Improve performance #12

gregr · 2016-08-13T01:25:21Z

Fix improper walks by list-split-ground

We were only getting the benefit of set-var-val! vars by not properly
passing the state's substitution to walk. This fix reduces latency by
between 1/3 and 2/3 on the harder benchmarks (the harder, the more
savings, as usual).

We were only getting the benefit of set-var-val! vars by not properly passing the state's substitution to walk. This fix reduces latency by between 1/3 and 2/3 on the harder benchmarks (the harder, the more savings, as usual).

gregr · 2016-08-13T01:27:58Z

So the former 3s benchmark (which was 30s before today) now takes about 2s, and the new former 19s benchmark now takes about 7s.

gregr · 2016-08-13T02:58:03Z

FYI, I'm also experimenting with optionally limiting search depth in faster-mk. I have a depth-limiting version which about doubles performance again on top of this pull request (2s -> 1s, 7s -> 4s).

Unfortunately I've still yet to see the newest/hardest queries finish without running out of memory, even then.

gregr · 2016-08-13T03:22:58Z

I finally found a way to synthesize virtually all of append (in under 10 seconds, even):

(define append
  (lambda (l s)
    (if ,A ,B ,C))

But the change needed is disappointing to have to make. I changed the definition of if-primo to expect the condition to always return a boolean. This means that instead of (=/= #f t) for the true case we have (== #t t), which is not the usual Scheme semantics.

The next hardest query (having to guess that if is needed in the first place) still doesn't finish.

webyrd · 2016-08-13T06:18:21Z

How are you keeping the synthesis from cheating in these examples? With
careful tests?

The next hardest query (having to guess that if is needed in the first
place) still doesn't finish.

I think it would be reasonable, when running on a machine with many cores,
to have at least one core guess that the definition is recursive, and
therefore has an if as its body.
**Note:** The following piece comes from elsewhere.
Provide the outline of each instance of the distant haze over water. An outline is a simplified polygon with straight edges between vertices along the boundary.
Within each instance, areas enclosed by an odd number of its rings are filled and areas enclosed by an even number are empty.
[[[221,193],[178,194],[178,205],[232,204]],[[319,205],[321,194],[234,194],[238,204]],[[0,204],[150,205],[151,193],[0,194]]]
Of course, speeding up synthesis so
that this isn't needed would be nice, but I think for more complex examples
we'll need these sorts of heuristics/speculative evaluations.

But the change needed is disappointing to have to make. I changed the
definition of if-primo to expect the condition to always return a
boolean. This means that instead of (=/= #f t) for the true case we have (== #t t), which is not the usual Scheme semantics.

Once again, given enough parallelism at the hardware level, it seems
reasonable to have at least one thread guess that the test of an if
returns a Boolean. Also, we should probably have at least one thread guess
that the entire definition is well-typed (for some type system closer to
that of ML or whatever), and try to perform type inference. If this
happens to be the case, synthesis could be far faster.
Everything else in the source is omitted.